Этот заключающий статью абзац возвращает нас к Липецкому потопу. Ведь в ходе литературной борьбы, которая разыгралась вокруг комедии Шаховского, никто не искал в ней красот, никто не определял, хороша ли она, или дурна, или посредственна. Все думали и писали только о личности. Вот почему Аполлон в эпиграмме Грибоедова и отлучил эту полемику от искусства. Вот почему и сам Грибоедов вовсе не высмеивает стиля баллад Жуковского (чего, кстати сказать, мы обычно не замечаем). Грибоедов говорит, приступая к разбору «Людмилы»: «Переношусь в Тентелеву деревню <так была подписана статья Гнедича. — М.С.> и на минуту принимаю на себя вид рецензента, на минуту, и то, конечно, за свои грехи». А в примечании Грибоедов пишет: «Читатели не должны быть в заблуждении насчет сих резких замечаний: они сделаны только в подражание рецензенту „Ольги“»[315].
Грибоедов не сравнивает, что лучше, а что хуже. Он говорит о принципе подхода к тексту. Это уже мы из пушкинской статьи «<Сочинения и переводы в стихах Павла Катенина>» (1833) взяли сопоставление Катенина с Жуковским и говорим теперь, что «исторически их <Гнедича и Грибоедова. — М.С.> спор закончился победой Грибоедова»[316].
Конечно, Пушкин всегда прав. Но не прав ли был и Грибоедов?
Впрочем, странный человек, он уже в 1817 году в фацессии на Загоскина и в «Студенте» вернется к личностям. Но это уже другая тема и другая история.
P. S. Эта статья была сообщена мною в виде доклада 21 февраля 1995 года на Юбилейной научной конференции, посвященной 200-летаю рождения А. С. Грибоедова, в Московском университете. А 29 марта, когда мы с С. А. Фомичевым и В. А. Кошелевым были на Гоголевском бульваре, я сообщил этот сюжет, и С. А. Фомичев сказал мне, что уже знает о существовании второй редакции эпиграммы от В. Э. Вацуро, известившего его об этом в курилке Пушкинского дома. Неисповедимы пути.
Т. И. Краснобородько
Неизвестная басня И. И. Дмитриева
В альманахе «Памятник отечественных муз на 1827 год», изданном Б. М. Федоровым, была напечатана басня «Гебры и школьный учитель», безымянный сочинитель которой скрылся под астронимом «***».

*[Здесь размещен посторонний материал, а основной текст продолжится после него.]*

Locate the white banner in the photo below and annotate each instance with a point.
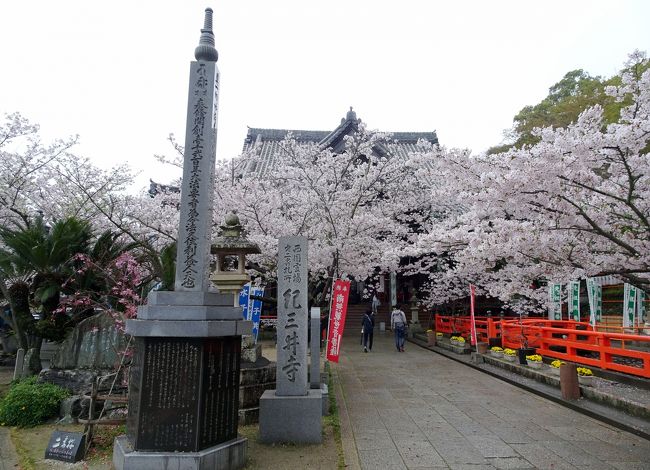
(573, 289)
(629, 305)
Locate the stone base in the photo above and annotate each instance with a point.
(228, 455)
(291, 419)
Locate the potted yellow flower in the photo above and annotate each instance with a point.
(585, 376)
(431, 337)
(534, 361)
(509, 354)
(496, 351)
(555, 367)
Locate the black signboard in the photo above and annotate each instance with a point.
(184, 393)
(66, 446)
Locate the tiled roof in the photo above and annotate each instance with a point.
(266, 143)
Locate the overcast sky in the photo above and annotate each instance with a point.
(116, 72)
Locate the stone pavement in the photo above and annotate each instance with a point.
(418, 409)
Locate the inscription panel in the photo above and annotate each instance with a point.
(184, 393)
(221, 390)
(169, 397)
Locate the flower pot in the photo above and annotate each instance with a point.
(522, 353)
(586, 380)
(535, 364)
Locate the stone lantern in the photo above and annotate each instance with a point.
(231, 249)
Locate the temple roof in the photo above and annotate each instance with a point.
(266, 142)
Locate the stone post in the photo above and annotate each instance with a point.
(184, 382)
(314, 364)
(292, 412)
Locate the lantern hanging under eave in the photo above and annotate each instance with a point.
(231, 248)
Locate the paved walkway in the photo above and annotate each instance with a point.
(418, 409)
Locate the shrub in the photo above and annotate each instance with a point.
(29, 403)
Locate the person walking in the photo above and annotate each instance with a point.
(398, 325)
(375, 303)
(368, 327)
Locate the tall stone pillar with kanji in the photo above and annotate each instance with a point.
(184, 381)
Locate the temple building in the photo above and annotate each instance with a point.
(265, 146)
(265, 143)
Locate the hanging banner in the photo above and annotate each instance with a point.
(243, 300)
(255, 309)
(555, 301)
(629, 305)
(393, 289)
(599, 302)
(472, 302)
(338, 309)
(591, 296)
(573, 289)
(595, 296)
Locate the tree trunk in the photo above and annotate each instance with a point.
(21, 317)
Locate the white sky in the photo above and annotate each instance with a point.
(116, 72)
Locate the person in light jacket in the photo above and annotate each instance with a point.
(368, 325)
(398, 325)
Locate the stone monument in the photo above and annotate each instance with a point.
(292, 412)
(184, 383)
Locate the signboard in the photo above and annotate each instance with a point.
(641, 309)
(291, 373)
(555, 301)
(66, 446)
(338, 310)
(629, 305)
(243, 300)
(255, 309)
(574, 300)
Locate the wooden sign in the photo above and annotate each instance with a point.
(66, 446)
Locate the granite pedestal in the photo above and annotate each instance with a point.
(225, 456)
(294, 419)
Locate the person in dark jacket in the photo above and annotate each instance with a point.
(368, 325)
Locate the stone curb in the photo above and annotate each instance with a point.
(350, 452)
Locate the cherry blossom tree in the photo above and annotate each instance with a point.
(575, 204)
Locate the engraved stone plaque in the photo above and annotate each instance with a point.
(291, 377)
(172, 379)
(192, 259)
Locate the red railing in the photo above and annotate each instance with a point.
(566, 340)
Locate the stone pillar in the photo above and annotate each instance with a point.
(314, 364)
(18, 367)
(184, 383)
(292, 412)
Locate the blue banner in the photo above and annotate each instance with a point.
(255, 309)
(243, 301)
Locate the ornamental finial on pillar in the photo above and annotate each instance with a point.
(205, 50)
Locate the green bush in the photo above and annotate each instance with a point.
(29, 403)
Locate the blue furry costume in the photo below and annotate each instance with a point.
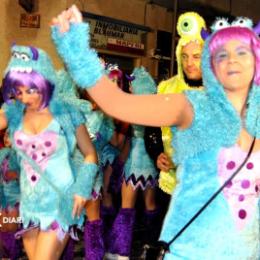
(139, 169)
(44, 203)
(216, 124)
(9, 191)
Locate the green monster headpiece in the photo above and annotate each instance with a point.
(190, 26)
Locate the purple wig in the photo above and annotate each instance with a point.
(14, 79)
(242, 34)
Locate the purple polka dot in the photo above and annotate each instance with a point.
(245, 184)
(33, 178)
(47, 143)
(229, 184)
(250, 166)
(241, 197)
(242, 214)
(19, 142)
(231, 165)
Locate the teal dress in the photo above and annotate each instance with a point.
(9, 189)
(139, 168)
(101, 129)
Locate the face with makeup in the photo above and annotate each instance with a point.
(234, 65)
(29, 96)
(191, 59)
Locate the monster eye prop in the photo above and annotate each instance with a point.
(243, 22)
(219, 24)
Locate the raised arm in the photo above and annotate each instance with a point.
(85, 68)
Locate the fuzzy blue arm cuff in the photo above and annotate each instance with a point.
(82, 62)
(85, 180)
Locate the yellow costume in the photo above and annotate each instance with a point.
(189, 28)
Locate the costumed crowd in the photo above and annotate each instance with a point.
(80, 145)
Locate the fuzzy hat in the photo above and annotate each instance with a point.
(28, 59)
(190, 27)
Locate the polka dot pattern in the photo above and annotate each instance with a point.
(242, 214)
(245, 184)
(250, 166)
(231, 165)
(243, 193)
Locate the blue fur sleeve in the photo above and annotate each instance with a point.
(85, 178)
(82, 62)
(77, 116)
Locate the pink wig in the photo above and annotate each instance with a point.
(243, 34)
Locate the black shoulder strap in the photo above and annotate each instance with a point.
(167, 244)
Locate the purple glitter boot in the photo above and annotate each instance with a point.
(93, 237)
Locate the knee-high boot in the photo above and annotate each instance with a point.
(93, 237)
(122, 232)
(12, 248)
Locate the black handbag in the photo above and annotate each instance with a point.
(158, 250)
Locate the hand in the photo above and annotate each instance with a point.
(79, 203)
(63, 20)
(167, 181)
(163, 162)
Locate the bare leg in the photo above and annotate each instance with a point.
(149, 199)
(93, 233)
(128, 196)
(107, 198)
(49, 246)
(29, 242)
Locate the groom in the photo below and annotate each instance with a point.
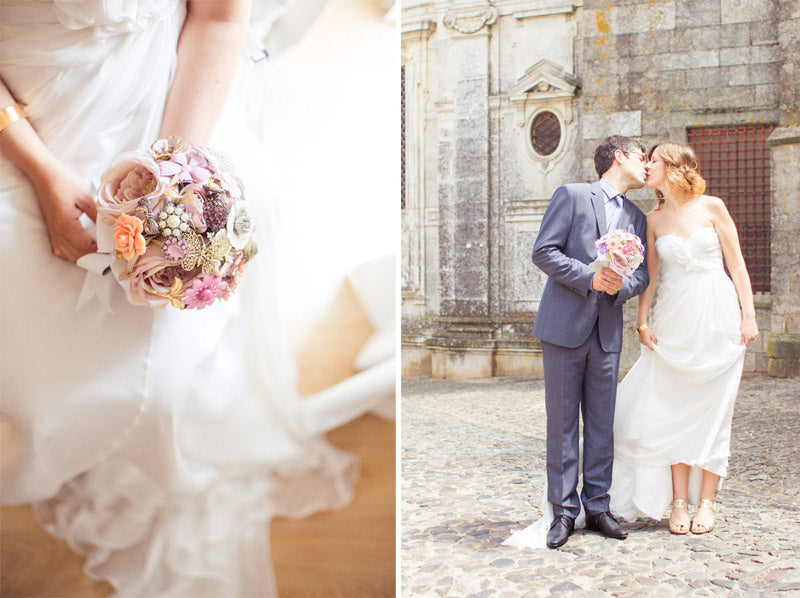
(580, 325)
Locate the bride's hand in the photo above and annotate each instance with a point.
(648, 338)
(64, 196)
(749, 331)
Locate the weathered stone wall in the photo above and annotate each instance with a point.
(644, 68)
(783, 338)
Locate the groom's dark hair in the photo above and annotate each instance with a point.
(604, 154)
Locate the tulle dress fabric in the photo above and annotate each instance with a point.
(157, 442)
(675, 405)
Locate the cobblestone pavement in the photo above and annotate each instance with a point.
(473, 470)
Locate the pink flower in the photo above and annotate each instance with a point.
(149, 275)
(131, 178)
(192, 199)
(204, 291)
(128, 238)
(186, 168)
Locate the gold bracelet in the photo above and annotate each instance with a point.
(11, 114)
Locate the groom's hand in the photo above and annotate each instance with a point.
(606, 280)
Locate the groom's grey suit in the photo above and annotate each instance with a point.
(581, 334)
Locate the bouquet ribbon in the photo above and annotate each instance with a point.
(99, 281)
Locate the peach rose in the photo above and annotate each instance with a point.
(128, 238)
(150, 277)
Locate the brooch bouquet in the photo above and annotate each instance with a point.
(179, 225)
(620, 250)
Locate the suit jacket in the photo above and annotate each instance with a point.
(574, 220)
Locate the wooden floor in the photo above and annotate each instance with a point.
(350, 552)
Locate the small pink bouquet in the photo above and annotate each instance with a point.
(620, 250)
(176, 225)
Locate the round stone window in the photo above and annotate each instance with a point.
(545, 133)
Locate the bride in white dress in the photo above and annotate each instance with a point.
(672, 422)
(672, 425)
(158, 443)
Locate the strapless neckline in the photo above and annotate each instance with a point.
(687, 239)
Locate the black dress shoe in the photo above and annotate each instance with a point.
(607, 525)
(560, 530)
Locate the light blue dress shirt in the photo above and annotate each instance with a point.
(613, 203)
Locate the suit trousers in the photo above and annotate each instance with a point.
(580, 382)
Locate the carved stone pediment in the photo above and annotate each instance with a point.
(470, 20)
(545, 80)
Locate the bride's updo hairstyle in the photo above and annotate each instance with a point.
(682, 171)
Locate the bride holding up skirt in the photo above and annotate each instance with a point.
(156, 442)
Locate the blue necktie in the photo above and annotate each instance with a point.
(613, 210)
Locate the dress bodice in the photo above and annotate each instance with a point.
(699, 252)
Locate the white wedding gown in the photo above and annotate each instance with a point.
(675, 405)
(158, 443)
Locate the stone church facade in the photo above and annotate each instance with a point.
(504, 101)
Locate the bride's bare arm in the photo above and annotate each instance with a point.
(63, 195)
(209, 51)
(732, 251)
(645, 300)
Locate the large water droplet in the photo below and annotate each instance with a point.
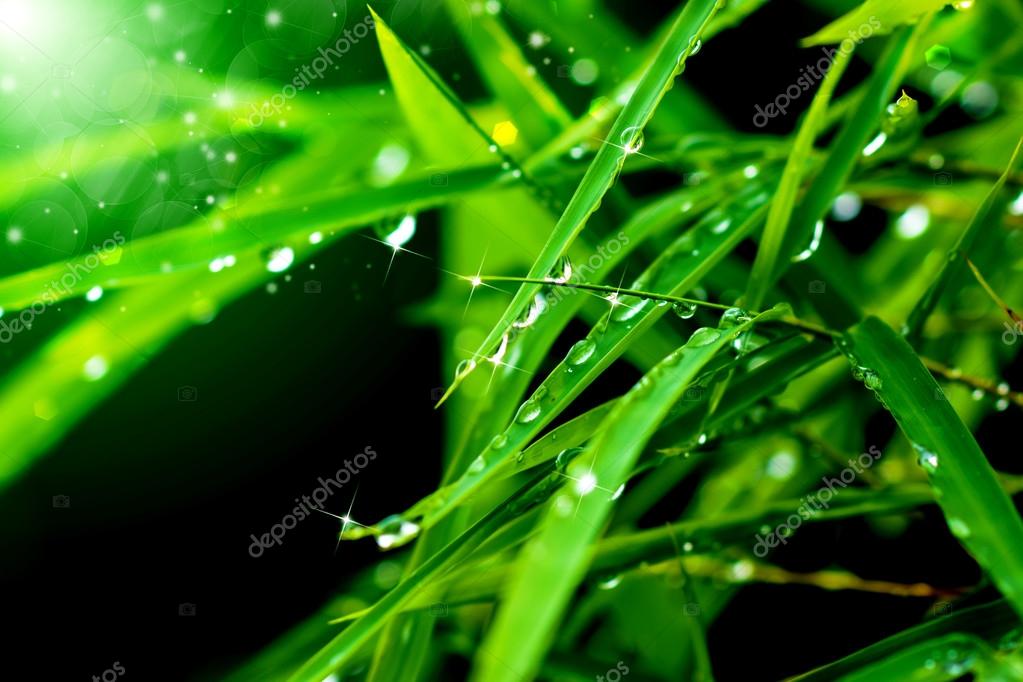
(631, 139)
(397, 235)
(927, 459)
(562, 272)
(581, 351)
(734, 317)
(703, 336)
(683, 309)
(565, 457)
(625, 308)
(395, 531)
(872, 379)
(533, 312)
(528, 412)
(959, 528)
(278, 259)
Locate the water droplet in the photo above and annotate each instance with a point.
(565, 457)
(872, 380)
(959, 528)
(562, 271)
(278, 259)
(631, 139)
(703, 336)
(528, 412)
(581, 351)
(927, 459)
(395, 531)
(533, 312)
(721, 226)
(875, 144)
(625, 308)
(734, 317)
(683, 309)
(397, 234)
(95, 368)
(463, 368)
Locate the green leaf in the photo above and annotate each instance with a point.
(625, 135)
(982, 223)
(874, 17)
(785, 198)
(976, 508)
(550, 566)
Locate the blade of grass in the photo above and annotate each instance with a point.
(977, 509)
(550, 565)
(785, 198)
(624, 138)
(678, 269)
(848, 145)
(983, 222)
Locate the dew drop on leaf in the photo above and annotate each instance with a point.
(581, 351)
(684, 310)
(703, 336)
(528, 412)
(395, 531)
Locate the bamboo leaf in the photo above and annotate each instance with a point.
(550, 566)
(976, 508)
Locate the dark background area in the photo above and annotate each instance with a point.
(164, 494)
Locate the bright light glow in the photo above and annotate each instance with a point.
(280, 260)
(95, 368)
(403, 233)
(16, 14)
(914, 222)
(847, 206)
(586, 484)
(875, 144)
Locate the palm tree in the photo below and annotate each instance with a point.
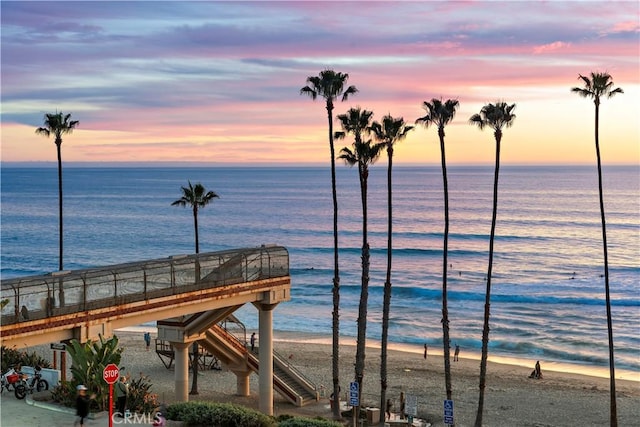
(495, 116)
(440, 114)
(58, 124)
(330, 85)
(390, 131)
(599, 85)
(196, 197)
(357, 122)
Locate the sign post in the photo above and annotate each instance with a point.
(111, 373)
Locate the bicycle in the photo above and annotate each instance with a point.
(23, 386)
(9, 380)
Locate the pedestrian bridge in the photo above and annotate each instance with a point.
(188, 293)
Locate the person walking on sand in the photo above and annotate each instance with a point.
(147, 340)
(122, 389)
(82, 405)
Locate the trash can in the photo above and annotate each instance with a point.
(373, 416)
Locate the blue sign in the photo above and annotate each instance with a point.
(448, 412)
(354, 394)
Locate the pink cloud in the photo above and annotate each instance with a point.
(550, 47)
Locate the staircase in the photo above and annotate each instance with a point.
(287, 380)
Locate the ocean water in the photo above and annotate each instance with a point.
(547, 288)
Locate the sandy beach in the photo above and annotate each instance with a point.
(512, 399)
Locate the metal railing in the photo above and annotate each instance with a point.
(65, 292)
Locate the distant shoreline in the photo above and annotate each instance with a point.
(325, 339)
(152, 164)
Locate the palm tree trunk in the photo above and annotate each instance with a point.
(364, 292)
(386, 304)
(487, 304)
(336, 277)
(194, 385)
(60, 224)
(613, 421)
(60, 202)
(445, 251)
(195, 226)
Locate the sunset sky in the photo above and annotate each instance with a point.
(219, 82)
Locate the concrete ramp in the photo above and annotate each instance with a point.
(287, 381)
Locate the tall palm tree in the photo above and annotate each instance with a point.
(495, 116)
(595, 87)
(364, 154)
(441, 114)
(390, 131)
(330, 85)
(58, 124)
(196, 197)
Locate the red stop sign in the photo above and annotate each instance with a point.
(111, 373)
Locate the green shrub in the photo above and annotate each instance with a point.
(196, 414)
(308, 422)
(88, 361)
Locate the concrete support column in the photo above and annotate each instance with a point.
(265, 353)
(181, 351)
(242, 382)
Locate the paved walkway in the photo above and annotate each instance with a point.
(30, 413)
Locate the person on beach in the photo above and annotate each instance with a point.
(82, 405)
(122, 389)
(147, 340)
(537, 372)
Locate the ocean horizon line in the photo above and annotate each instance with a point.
(298, 165)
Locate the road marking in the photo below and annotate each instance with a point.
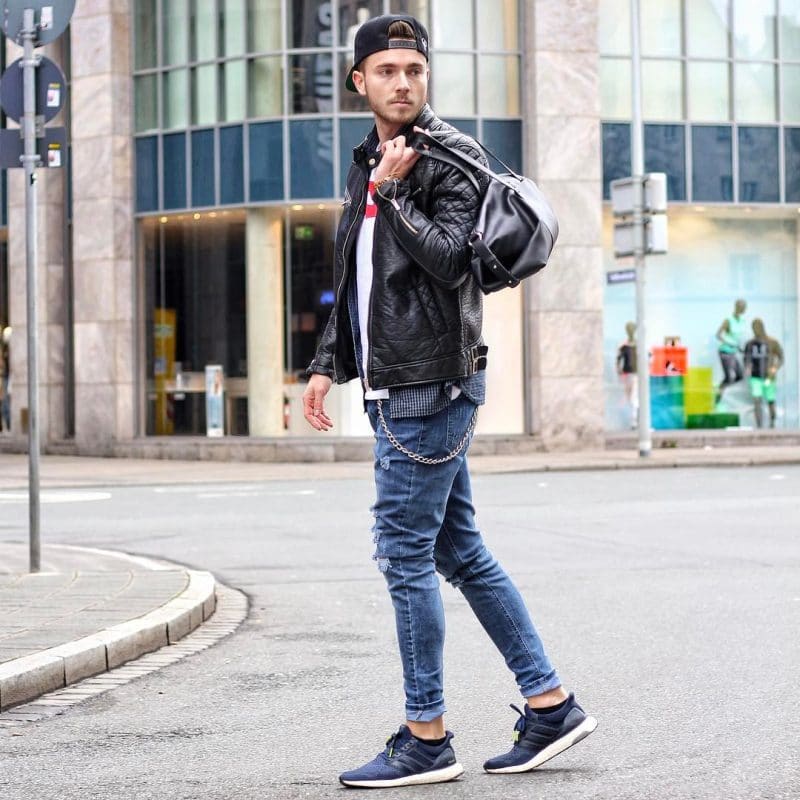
(68, 496)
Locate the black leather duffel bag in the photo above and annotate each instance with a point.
(516, 228)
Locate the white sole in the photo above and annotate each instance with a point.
(436, 776)
(551, 751)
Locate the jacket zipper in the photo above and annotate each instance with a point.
(345, 267)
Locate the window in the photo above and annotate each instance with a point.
(712, 159)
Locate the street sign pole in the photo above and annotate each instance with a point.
(637, 169)
(30, 160)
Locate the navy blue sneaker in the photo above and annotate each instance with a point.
(406, 761)
(540, 737)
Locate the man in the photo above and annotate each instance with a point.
(763, 357)
(407, 322)
(730, 336)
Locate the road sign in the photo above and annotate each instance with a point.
(52, 148)
(50, 90)
(51, 18)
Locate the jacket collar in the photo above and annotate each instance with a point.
(370, 144)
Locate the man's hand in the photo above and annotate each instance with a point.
(398, 159)
(313, 407)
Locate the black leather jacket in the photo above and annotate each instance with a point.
(426, 309)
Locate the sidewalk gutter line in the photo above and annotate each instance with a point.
(28, 677)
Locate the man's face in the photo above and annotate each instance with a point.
(395, 83)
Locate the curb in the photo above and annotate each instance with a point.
(29, 677)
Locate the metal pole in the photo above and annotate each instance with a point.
(30, 160)
(637, 171)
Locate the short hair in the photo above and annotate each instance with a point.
(401, 30)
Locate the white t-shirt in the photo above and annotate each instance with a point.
(364, 282)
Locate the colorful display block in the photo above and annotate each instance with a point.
(666, 402)
(698, 391)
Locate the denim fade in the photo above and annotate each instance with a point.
(424, 524)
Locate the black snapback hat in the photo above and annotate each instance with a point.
(373, 37)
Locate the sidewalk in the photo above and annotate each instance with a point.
(86, 612)
(84, 471)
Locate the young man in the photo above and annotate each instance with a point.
(763, 357)
(407, 322)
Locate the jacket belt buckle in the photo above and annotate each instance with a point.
(479, 358)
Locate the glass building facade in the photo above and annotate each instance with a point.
(241, 120)
(721, 105)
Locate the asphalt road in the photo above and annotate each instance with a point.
(669, 600)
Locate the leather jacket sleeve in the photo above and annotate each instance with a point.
(439, 244)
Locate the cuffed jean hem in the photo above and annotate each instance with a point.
(425, 714)
(547, 683)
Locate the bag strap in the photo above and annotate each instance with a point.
(427, 145)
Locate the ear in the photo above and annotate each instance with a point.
(360, 83)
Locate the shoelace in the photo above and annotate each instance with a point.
(519, 727)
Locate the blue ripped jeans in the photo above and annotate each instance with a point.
(424, 524)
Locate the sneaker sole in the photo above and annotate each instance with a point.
(436, 776)
(576, 735)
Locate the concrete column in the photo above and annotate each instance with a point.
(102, 150)
(265, 328)
(564, 303)
(51, 300)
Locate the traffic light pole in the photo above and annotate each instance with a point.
(637, 170)
(30, 161)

Светило дня на небе голубом
Во всем величии блистало,
И поклонение от Гебров принимало.
Колено преклоня пред ярким божеством,
Один из них, с растроганной душою,
Так ублажал его: «О солнце! жизнь миров!
Кто смеет благостью, чудесной лепотою
С тобой равняться из богов?
Удел их: к нам греметь или вкушать беспечность.
Твое господство: все! существованье: вечность!
Твое присутствие: животворящий свет.
Изящнее тебя во всей Природе нет».
— Изящный! подхватил, с усмешкою надменной,
Случившийся в толпе из Гебров грамотей,
Учитель их детей:
Изящный! так для вас, толпы непросвещенной,
Магистер продолжал,
Хотя и сам глаза он щурил и мигал;
Но знаете ли вы, что и светила мира
Великолепная порфира
Не вся из золота? что наш ученый глаз
Находит пятна в нем?.. для вас
Все это тайна — и не чудно:
Понятье ваше скудно,
Вы люд не школьный, простачки…
Умолк, и вздернув нос, прижал свои очки.
А солнце между тем сияло на лазуре.
Баснь эта привела тебя на память мне,
Сбиратель крох чужих, каплун в Литературе!
Ты рад и пятнышко найти в Карамзине:
А для меня оно — различны в людях нравы! —
Теряется в лучах — его неложной славы.